Adaptation of lumpy skin disease virus to the host genome

The codon adaptation index (CAI) analysis was performed to regulate the optimization of codon usage and LSDV adaptation to its hosts (52). The values of CAI range from 0 to 1; a value near 1 indicates higher levels of codon usage bias (13). For all codons, the CAI values were measured through the reference of Bos taurus and Homo sapiens codon usage. We determined that, as regards Bos taurus and Homo sapiens, the mean CAI values of LSDV coding regions were 0.59 and 0.68 (>0.5), which revealed that LSDV has a good adaptation to its hosts and a minimal translation pressure (Supplementary Figure 1) (24, 53). The tendency of Homo sapiens to move toward a high CAI value recommends that the selection pressure from Homo sapiens should impact the LSDV codon usage, and that the codon usage evolution in LSDV should permit it to use the translation machinery of Homo sapiens more capably. Our result was consistent with the published work (54).

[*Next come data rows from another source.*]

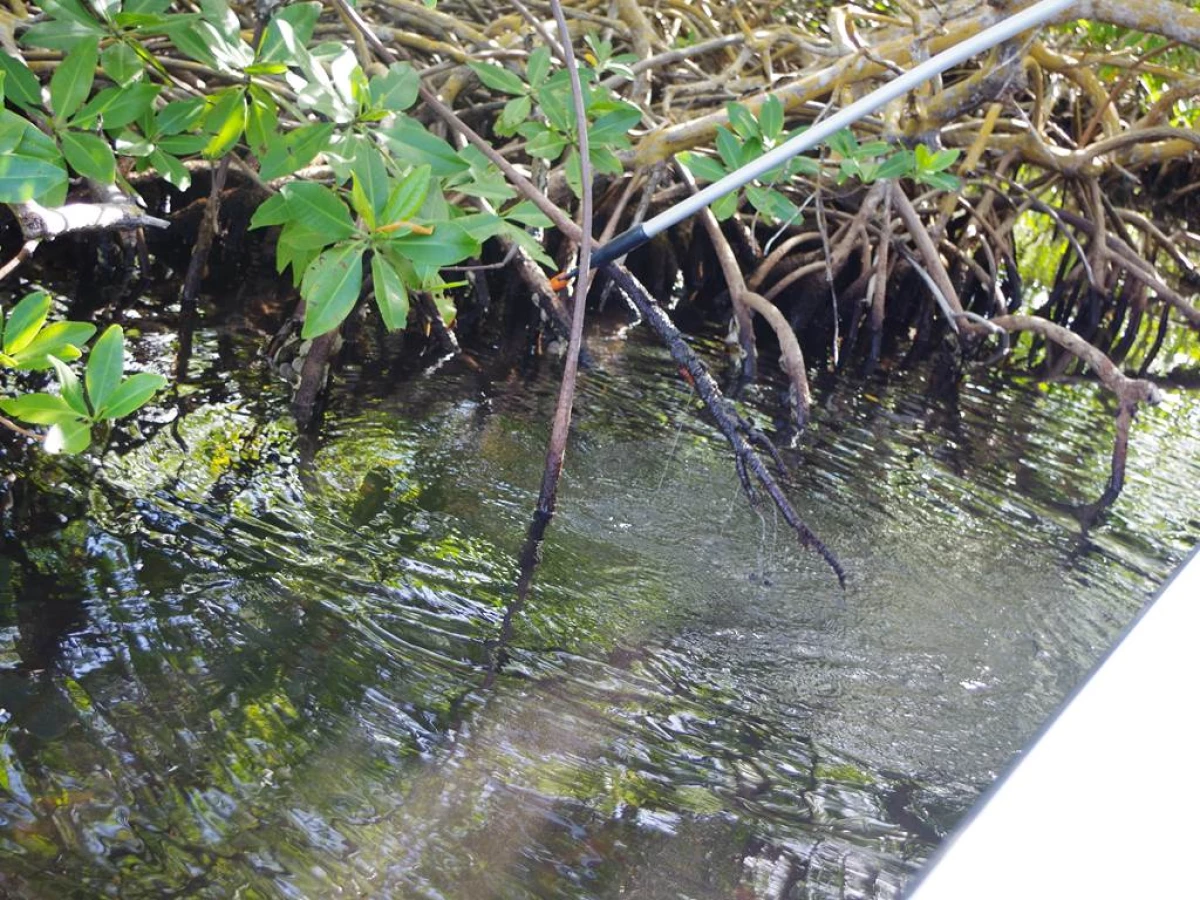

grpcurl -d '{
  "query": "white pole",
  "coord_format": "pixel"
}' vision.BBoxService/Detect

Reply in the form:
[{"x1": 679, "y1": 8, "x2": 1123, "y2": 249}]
[{"x1": 641, "y1": 0, "x2": 1075, "y2": 238}]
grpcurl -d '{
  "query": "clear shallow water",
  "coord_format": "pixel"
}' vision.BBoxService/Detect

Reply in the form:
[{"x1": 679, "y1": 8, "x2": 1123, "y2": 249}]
[{"x1": 0, "y1": 326, "x2": 1200, "y2": 900}]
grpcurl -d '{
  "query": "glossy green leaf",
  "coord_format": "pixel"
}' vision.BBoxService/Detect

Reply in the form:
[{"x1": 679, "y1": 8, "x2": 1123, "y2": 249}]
[
  {"x1": 100, "y1": 42, "x2": 146, "y2": 88},
  {"x1": 4, "y1": 290, "x2": 50, "y2": 356},
  {"x1": 0, "y1": 392, "x2": 79, "y2": 425},
  {"x1": 371, "y1": 253, "x2": 408, "y2": 331},
  {"x1": 59, "y1": 131, "x2": 116, "y2": 185},
  {"x1": 526, "y1": 47, "x2": 550, "y2": 88},
  {"x1": 725, "y1": 103, "x2": 760, "y2": 140},
  {"x1": 0, "y1": 50, "x2": 42, "y2": 109},
  {"x1": 13, "y1": 322, "x2": 96, "y2": 370},
  {"x1": 50, "y1": 356, "x2": 91, "y2": 419},
  {"x1": 50, "y1": 37, "x2": 100, "y2": 122},
  {"x1": 709, "y1": 191, "x2": 740, "y2": 222},
  {"x1": 370, "y1": 62, "x2": 421, "y2": 113},
  {"x1": 379, "y1": 166, "x2": 433, "y2": 224},
  {"x1": 150, "y1": 150, "x2": 192, "y2": 191},
  {"x1": 71, "y1": 83, "x2": 162, "y2": 130},
  {"x1": 388, "y1": 222, "x2": 480, "y2": 268},
  {"x1": 467, "y1": 62, "x2": 527, "y2": 95},
  {"x1": 588, "y1": 106, "x2": 642, "y2": 145},
  {"x1": 42, "y1": 419, "x2": 91, "y2": 455},
  {"x1": 526, "y1": 128, "x2": 566, "y2": 161},
  {"x1": 96, "y1": 372, "x2": 167, "y2": 419},
  {"x1": 202, "y1": 88, "x2": 247, "y2": 160},
  {"x1": 258, "y1": 122, "x2": 335, "y2": 181},
  {"x1": 300, "y1": 244, "x2": 364, "y2": 340},
  {"x1": 379, "y1": 116, "x2": 470, "y2": 178},
  {"x1": 0, "y1": 152, "x2": 67, "y2": 203},
  {"x1": 280, "y1": 181, "x2": 354, "y2": 244},
  {"x1": 679, "y1": 152, "x2": 728, "y2": 181},
  {"x1": 758, "y1": 95, "x2": 784, "y2": 140},
  {"x1": 716, "y1": 128, "x2": 742, "y2": 172},
  {"x1": 496, "y1": 94, "x2": 533, "y2": 137},
  {"x1": 246, "y1": 84, "x2": 280, "y2": 156},
  {"x1": 84, "y1": 325, "x2": 125, "y2": 410},
  {"x1": 350, "y1": 142, "x2": 391, "y2": 218},
  {"x1": 158, "y1": 97, "x2": 204, "y2": 134}
]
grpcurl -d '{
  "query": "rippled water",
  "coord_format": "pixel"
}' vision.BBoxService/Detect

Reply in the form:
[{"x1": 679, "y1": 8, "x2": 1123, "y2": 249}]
[{"x1": 0, "y1": 326, "x2": 1200, "y2": 900}]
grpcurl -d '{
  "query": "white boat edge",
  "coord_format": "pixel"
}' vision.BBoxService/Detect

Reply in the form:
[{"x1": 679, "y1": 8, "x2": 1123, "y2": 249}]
[{"x1": 906, "y1": 548, "x2": 1200, "y2": 900}]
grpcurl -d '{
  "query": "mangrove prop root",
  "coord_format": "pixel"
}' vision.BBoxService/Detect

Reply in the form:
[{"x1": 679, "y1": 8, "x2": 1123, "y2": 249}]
[{"x1": 605, "y1": 264, "x2": 846, "y2": 587}]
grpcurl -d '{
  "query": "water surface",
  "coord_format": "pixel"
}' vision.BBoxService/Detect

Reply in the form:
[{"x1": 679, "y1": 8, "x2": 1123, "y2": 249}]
[{"x1": 0, "y1": 334, "x2": 1200, "y2": 900}]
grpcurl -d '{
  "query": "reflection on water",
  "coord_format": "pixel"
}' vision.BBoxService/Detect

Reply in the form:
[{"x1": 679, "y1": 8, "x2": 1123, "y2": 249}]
[{"x1": 0, "y1": 336, "x2": 1200, "y2": 900}]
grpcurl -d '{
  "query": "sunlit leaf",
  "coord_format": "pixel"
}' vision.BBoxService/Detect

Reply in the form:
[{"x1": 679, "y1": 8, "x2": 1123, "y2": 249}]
[
  {"x1": 4, "y1": 290, "x2": 50, "y2": 356},
  {"x1": 300, "y1": 244, "x2": 364, "y2": 340},
  {"x1": 50, "y1": 356, "x2": 90, "y2": 418},
  {"x1": 50, "y1": 37, "x2": 100, "y2": 121},
  {"x1": 96, "y1": 372, "x2": 167, "y2": 419},
  {"x1": 84, "y1": 325, "x2": 125, "y2": 410},
  {"x1": 467, "y1": 62, "x2": 527, "y2": 95},
  {"x1": 59, "y1": 131, "x2": 116, "y2": 185},
  {"x1": 371, "y1": 253, "x2": 408, "y2": 331},
  {"x1": 42, "y1": 419, "x2": 91, "y2": 455}
]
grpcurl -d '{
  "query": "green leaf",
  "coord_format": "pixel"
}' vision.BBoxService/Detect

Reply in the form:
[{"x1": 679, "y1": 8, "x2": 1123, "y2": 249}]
[
  {"x1": 84, "y1": 325, "x2": 125, "y2": 413},
  {"x1": 96, "y1": 372, "x2": 167, "y2": 419},
  {"x1": 379, "y1": 115, "x2": 470, "y2": 178},
  {"x1": 371, "y1": 253, "x2": 408, "y2": 331},
  {"x1": 71, "y1": 84, "x2": 162, "y2": 130},
  {"x1": 300, "y1": 242, "x2": 364, "y2": 340},
  {"x1": 50, "y1": 356, "x2": 91, "y2": 419},
  {"x1": 59, "y1": 131, "x2": 116, "y2": 185},
  {"x1": 158, "y1": 97, "x2": 204, "y2": 134},
  {"x1": 258, "y1": 122, "x2": 335, "y2": 181},
  {"x1": 50, "y1": 37, "x2": 100, "y2": 122},
  {"x1": 826, "y1": 128, "x2": 858, "y2": 160},
  {"x1": 13, "y1": 322, "x2": 96, "y2": 370},
  {"x1": 156, "y1": 134, "x2": 209, "y2": 156},
  {"x1": 350, "y1": 142, "x2": 388, "y2": 222},
  {"x1": 386, "y1": 222, "x2": 480, "y2": 268},
  {"x1": 100, "y1": 41, "x2": 145, "y2": 88},
  {"x1": 280, "y1": 181, "x2": 354, "y2": 244},
  {"x1": 0, "y1": 392, "x2": 79, "y2": 425},
  {"x1": 0, "y1": 154, "x2": 67, "y2": 203},
  {"x1": 42, "y1": 419, "x2": 91, "y2": 455},
  {"x1": 496, "y1": 94, "x2": 533, "y2": 138},
  {"x1": 0, "y1": 50, "x2": 42, "y2": 109},
  {"x1": 917, "y1": 172, "x2": 961, "y2": 191},
  {"x1": 563, "y1": 146, "x2": 583, "y2": 197},
  {"x1": 526, "y1": 128, "x2": 566, "y2": 162},
  {"x1": 371, "y1": 62, "x2": 421, "y2": 113},
  {"x1": 709, "y1": 191, "x2": 738, "y2": 222},
  {"x1": 875, "y1": 150, "x2": 913, "y2": 181},
  {"x1": 725, "y1": 102, "x2": 760, "y2": 140},
  {"x1": 4, "y1": 290, "x2": 50, "y2": 356},
  {"x1": 716, "y1": 128, "x2": 742, "y2": 172},
  {"x1": 679, "y1": 152, "x2": 728, "y2": 181},
  {"x1": 588, "y1": 106, "x2": 642, "y2": 145},
  {"x1": 588, "y1": 145, "x2": 625, "y2": 175},
  {"x1": 758, "y1": 95, "x2": 784, "y2": 140},
  {"x1": 467, "y1": 62, "x2": 528, "y2": 95},
  {"x1": 20, "y1": 19, "x2": 104, "y2": 52},
  {"x1": 379, "y1": 166, "x2": 433, "y2": 224},
  {"x1": 526, "y1": 47, "x2": 550, "y2": 88},
  {"x1": 202, "y1": 86, "x2": 247, "y2": 160}
]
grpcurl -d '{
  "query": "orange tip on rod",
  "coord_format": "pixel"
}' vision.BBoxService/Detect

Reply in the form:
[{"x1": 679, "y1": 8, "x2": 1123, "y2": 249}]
[{"x1": 551, "y1": 0, "x2": 1075, "y2": 290}]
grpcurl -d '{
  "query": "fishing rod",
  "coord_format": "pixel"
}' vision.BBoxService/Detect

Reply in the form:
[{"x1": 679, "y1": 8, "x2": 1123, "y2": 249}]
[{"x1": 550, "y1": 0, "x2": 1075, "y2": 290}]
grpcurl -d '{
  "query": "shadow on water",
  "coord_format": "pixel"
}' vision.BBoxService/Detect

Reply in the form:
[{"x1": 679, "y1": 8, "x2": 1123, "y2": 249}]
[{"x1": 0, "y1": 321, "x2": 1200, "y2": 900}]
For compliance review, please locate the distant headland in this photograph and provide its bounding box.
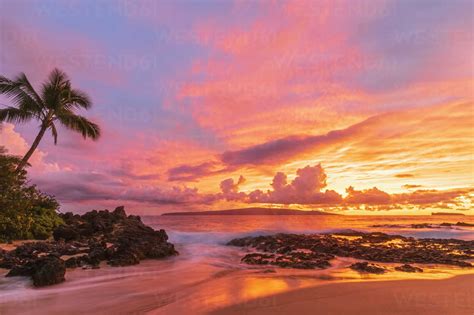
[162,208,338,215]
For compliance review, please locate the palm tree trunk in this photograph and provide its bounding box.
[15,124,48,173]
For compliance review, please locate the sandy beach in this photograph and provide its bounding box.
[211,275,474,315]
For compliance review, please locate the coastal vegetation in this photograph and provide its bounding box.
[0,147,63,242]
[0,69,100,241]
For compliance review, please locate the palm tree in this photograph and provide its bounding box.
[0,69,100,172]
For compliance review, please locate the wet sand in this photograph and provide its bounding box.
[210,275,474,315]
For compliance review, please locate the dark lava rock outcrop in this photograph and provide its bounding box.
[0,207,178,286]
[349,261,387,274]
[228,231,474,269]
[395,264,423,272]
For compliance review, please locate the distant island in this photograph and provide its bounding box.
[162,208,338,215]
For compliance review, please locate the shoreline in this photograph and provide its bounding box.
[209,274,474,315]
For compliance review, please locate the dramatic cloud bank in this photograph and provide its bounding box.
[221,164,474,210]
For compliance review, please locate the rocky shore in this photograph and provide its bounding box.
[0,207,178,287]
[370,222,474,229]
[227,231,474,274]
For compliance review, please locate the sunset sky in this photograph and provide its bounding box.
[0,0,474,214]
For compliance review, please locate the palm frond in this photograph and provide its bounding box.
[0,106,34,123]
[63,89,92,109]
[48,68,69,89]
[57,111,100,140]
[0,73,44,117]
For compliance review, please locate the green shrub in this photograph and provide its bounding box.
[0,147,63,242]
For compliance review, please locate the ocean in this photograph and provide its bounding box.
[0,215,474,314]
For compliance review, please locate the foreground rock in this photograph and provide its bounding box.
[349,261,387,274]
[395,264,423,272]
[370,222,474,229]
[228,231,474,271]
[0,207,178,286]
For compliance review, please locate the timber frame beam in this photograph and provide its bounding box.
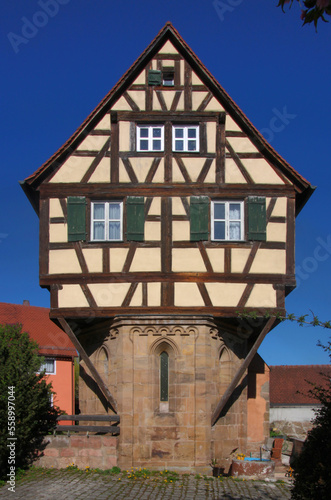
[211,317,276,426]
[56,318,117,413]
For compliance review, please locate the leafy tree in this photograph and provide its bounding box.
[277,0,331,28]
[292,341,331,500]
[0,324,61,479]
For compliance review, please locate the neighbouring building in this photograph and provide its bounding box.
[270,365,331,439]
[22,23,313,470]
[0,300,77,418]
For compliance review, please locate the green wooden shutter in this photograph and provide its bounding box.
[160,351,169,401]
[247,196,267,241]
[148,69,162,85]
[126,196,145,241]
[67,196,86,241]
[190,196,209,241]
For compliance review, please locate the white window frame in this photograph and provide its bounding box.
[90,200,123,241]
[39,357,56,375]
[211,200,245,241]
[137,124,164,153]
[172,125,200,153]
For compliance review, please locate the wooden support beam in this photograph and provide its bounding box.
[211,317,276,426]
[57,318,117,413]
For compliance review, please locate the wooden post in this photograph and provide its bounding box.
[211,318,276,426]
[57,318,117,413]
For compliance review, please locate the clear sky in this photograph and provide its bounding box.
[0,0,331,365]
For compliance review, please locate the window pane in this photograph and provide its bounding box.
[153,139,161,151]
[175,141,184,151]
[109,222,121,240]
[188,140,197,151]
[214,222,225,240]
[214,203,225,219]
[109,203,121,219]
[229,222,240,240]
[153,128,161,137]
[140,128,148,137]
[229,203,240,220]
[93,203,105,220]
[175,128,184,139]
[93,222,105,240]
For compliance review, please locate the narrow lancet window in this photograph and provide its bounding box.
[160,351,169,401]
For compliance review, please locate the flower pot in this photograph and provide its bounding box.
[213,467,225,477]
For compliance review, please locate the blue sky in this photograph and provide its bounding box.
[0,0,331,365]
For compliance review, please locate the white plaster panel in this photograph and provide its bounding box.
[172,221,190,241]
[159,40,178,54]
[205,283,246,307]
[133,70,146,85]
[119,158,131,182]
[172,248,206,272]
[192,91,208,111]
[77,135,108,151]
[172,197,186,215]
[128,90,146,111]
[205,97,224,111]
[88,158,110,182]
[145,221,161,241]
[49,156,94,183]
[88,283,130,307]
[271,197,287,217]
[147,283,161,307]
[130,283,143,307]
[111,96,132,111]
[225,114,242,132]
[109,248,129,273]
[130,248,161,272]
[225,158,247,184]
[231,248,251,273]
[148,196,161,215]
[241,158,284,184]
[245,283,277,308]
[192,71,204,85]
[175,283,205,307]
[58,285,89,308]
[207,122,216,153]
[250,248,286,274]
[49,224,68,243]
[49,249,82,274]
[206,248,224,273]
[119,121,130,151]
[94,113,110,130]
[267,222,286,242]
[83,248,102,273]
[49,198,63,217]
[227,137,258,153]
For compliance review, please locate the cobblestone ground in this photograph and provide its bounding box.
[0,470,291,500]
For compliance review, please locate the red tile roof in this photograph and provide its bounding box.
[0,302,77,356]
[270,365,331,406]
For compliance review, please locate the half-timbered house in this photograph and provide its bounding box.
[22,23,313,470]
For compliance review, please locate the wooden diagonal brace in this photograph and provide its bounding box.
[57,318,117,413]
[211,318,276,426]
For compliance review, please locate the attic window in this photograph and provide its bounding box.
[162,68,175,87]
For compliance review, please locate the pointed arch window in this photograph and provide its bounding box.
[160,351,169,402]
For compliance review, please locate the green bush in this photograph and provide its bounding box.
[292,370,331,500]
[0,325,62,479]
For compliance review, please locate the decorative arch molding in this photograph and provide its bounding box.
[148,336,179,356]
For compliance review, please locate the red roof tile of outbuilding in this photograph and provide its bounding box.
[0,302,77,356]
[270,365,331,406]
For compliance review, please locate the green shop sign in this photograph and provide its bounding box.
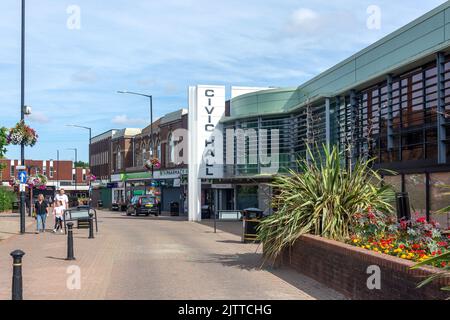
[122,172,152,181]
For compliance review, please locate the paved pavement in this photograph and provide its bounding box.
[0,211,344,300]
[0,213,34,241]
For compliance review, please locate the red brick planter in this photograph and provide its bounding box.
[276,235,450,300]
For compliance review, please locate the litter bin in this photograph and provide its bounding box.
[170,201,180,216]
[242,208,264,243]
[395,192,411,221]
[12,201,19,213]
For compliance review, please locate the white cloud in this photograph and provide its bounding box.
[111,114,147,127]
[290,8,321,30]
[27,111,50,123]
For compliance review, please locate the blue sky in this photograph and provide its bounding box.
[0,0,445,160]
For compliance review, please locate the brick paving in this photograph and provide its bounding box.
[0,211,344,300]
[0,213,34,241]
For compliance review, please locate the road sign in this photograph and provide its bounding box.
[19,171,27,183]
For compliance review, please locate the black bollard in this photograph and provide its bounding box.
[89,212,94,239]
[66,222,75,261]
[11,250,25,300]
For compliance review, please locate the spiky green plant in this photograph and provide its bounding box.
[411,251,450,299]
[258,146,394,260]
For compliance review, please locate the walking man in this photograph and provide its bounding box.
[34,194,48,234]
[55,188,69,210]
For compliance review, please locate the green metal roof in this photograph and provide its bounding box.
[222,1,450,122]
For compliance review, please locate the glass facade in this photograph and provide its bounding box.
[224,54,450,229]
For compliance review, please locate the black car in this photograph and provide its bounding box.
[127,196,159,216]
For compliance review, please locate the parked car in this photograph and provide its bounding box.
[127,196,159,216]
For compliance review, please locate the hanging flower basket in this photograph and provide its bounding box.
[145,158,161,170]
[27,174,47,190]
[7,121,38,147]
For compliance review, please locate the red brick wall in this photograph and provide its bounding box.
[277,235,450,300]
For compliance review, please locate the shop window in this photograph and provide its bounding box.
[405,174,426,216]
[237,186,258,210]
[430,172,450,229]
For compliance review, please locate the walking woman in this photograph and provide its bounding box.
[34,194,48,233]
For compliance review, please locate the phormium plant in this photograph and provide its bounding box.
[258,146,394,259]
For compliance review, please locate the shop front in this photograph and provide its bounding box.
[119,169,187,214]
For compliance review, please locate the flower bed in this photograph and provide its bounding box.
[7,120,38,147]
[275,235,450,300]
[348,208,450,268]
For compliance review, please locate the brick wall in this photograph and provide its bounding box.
[277,235,450,300]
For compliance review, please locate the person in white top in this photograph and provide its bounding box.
[53,200,64,233]
[55,189,69,209]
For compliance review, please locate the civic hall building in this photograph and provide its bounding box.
[195,2,450,226]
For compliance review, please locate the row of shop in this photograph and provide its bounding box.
[92,169,271,218]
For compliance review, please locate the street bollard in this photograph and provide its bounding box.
[89,212,94,239]
[11,250,25,300]
[66,222,75,261]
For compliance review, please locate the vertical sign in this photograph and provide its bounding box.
[188,86,225,221]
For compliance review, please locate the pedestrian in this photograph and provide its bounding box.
[53,200,65,233]
[54,188,69,210]
[34,194,48,234]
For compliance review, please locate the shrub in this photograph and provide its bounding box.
[0,187,16,212]
[258,146,394,259]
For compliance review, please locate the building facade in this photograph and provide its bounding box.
[208,3,450,226]
[118,109,187,214]
[0,159,90,202]
[90,109,187,214]
[89,130,119,182]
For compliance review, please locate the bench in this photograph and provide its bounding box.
[219,210,242,221]
[63,206,98,233]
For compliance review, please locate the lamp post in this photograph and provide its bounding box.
[67,148,78,197]
[56,150,59,190]
[66,124,92,207]
[117,91,153,178]
[20,0,25,234]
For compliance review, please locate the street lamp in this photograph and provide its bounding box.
[66,124,92,206]
[20,0,26,234]
[117,91,154,178]
[67,148,78,194]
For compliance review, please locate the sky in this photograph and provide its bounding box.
[0,0,445,161]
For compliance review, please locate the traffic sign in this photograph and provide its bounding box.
[19,171,27,183]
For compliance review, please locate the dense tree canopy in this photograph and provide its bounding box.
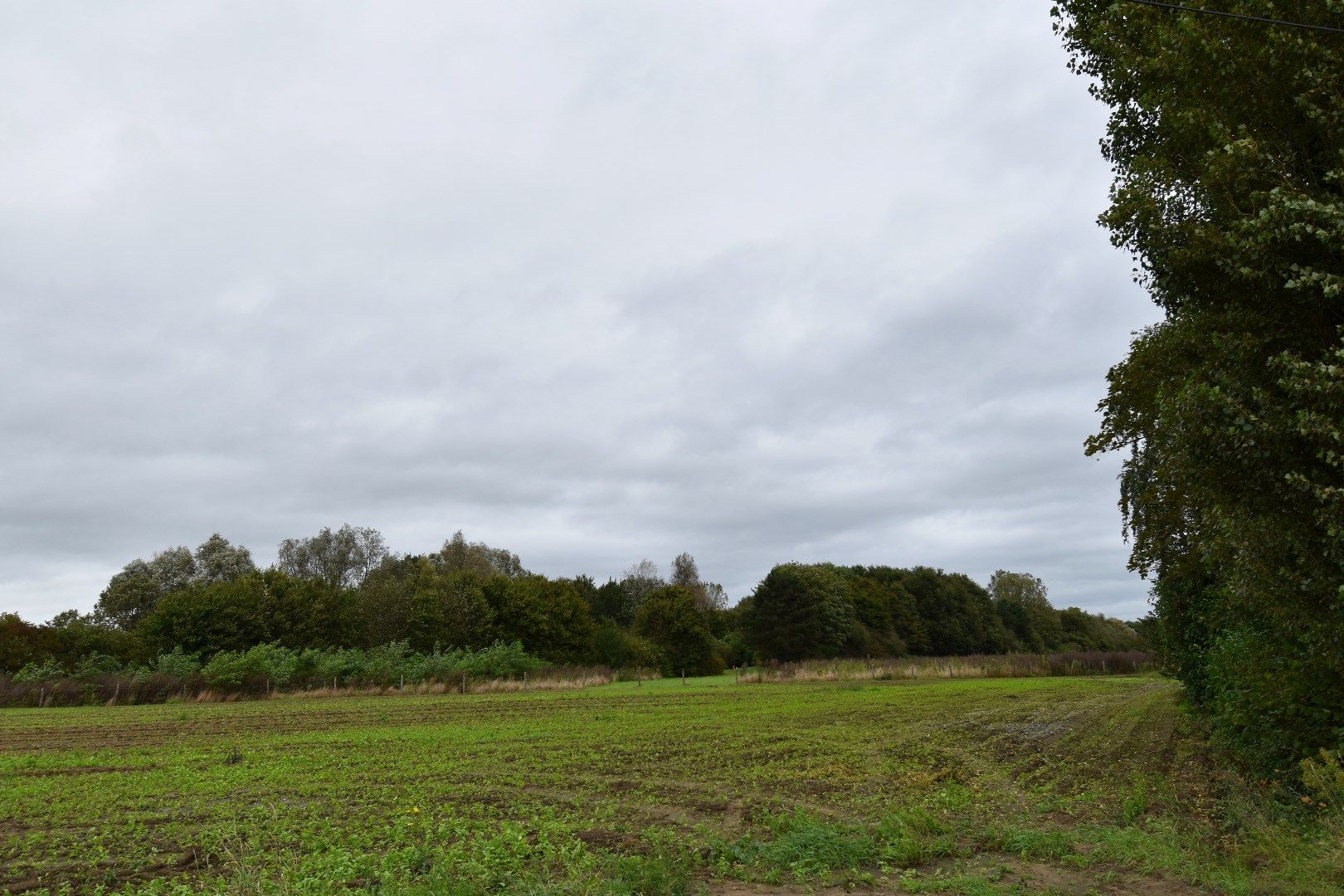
[1056,0,1344,770]
[0,527,1137,688]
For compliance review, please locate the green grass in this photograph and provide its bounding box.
[0,674,1344,894]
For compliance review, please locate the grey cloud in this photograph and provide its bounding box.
[0,2,1155,628]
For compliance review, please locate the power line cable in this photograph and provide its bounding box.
[1127,0,1344,33]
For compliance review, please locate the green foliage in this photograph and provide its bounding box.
[484,573,597,662]
[13,660,70,684]
[635,584,723,675]
[141,575,270,655]
[1056,0,1344,770]
[743,562,855,661]
[153,645,200,679]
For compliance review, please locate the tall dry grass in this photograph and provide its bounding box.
[0,666,618,707]
[737,650,1157,684]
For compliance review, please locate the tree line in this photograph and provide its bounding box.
[1055,0,1344,778]
[0,525,1144,679]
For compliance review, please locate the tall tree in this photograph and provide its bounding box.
[743,562,856,661]
[275,523,387,588]
[1055,0,1344,768]
[193,532,256,582]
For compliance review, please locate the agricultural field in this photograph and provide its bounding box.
[0,674,1344,894]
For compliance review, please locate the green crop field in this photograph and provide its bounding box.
[0,675,1342,894]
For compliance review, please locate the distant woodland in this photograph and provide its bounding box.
[0,525,1144,686]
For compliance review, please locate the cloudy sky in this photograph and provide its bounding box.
[0,0,1156,621]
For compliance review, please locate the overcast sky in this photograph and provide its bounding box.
[0,0,1157,621]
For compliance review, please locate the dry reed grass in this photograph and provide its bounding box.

To check if the observed statistically significant differences arose in the values of CAI (29, 38), the values of expected CAI (e-CAI) were considered for LSDV CDS with Bos taurus and Homo sapiens codon usage sets. The results of the e-CAI values were 0.70 and 0.79 (P < 0.05) in relation to Bos taurus and Homo sapiens, revealing that the generated sequences keep to a normal distribution. The outcomes of this study about the preferences of codon usage are comparable with those of previous research (12, 55).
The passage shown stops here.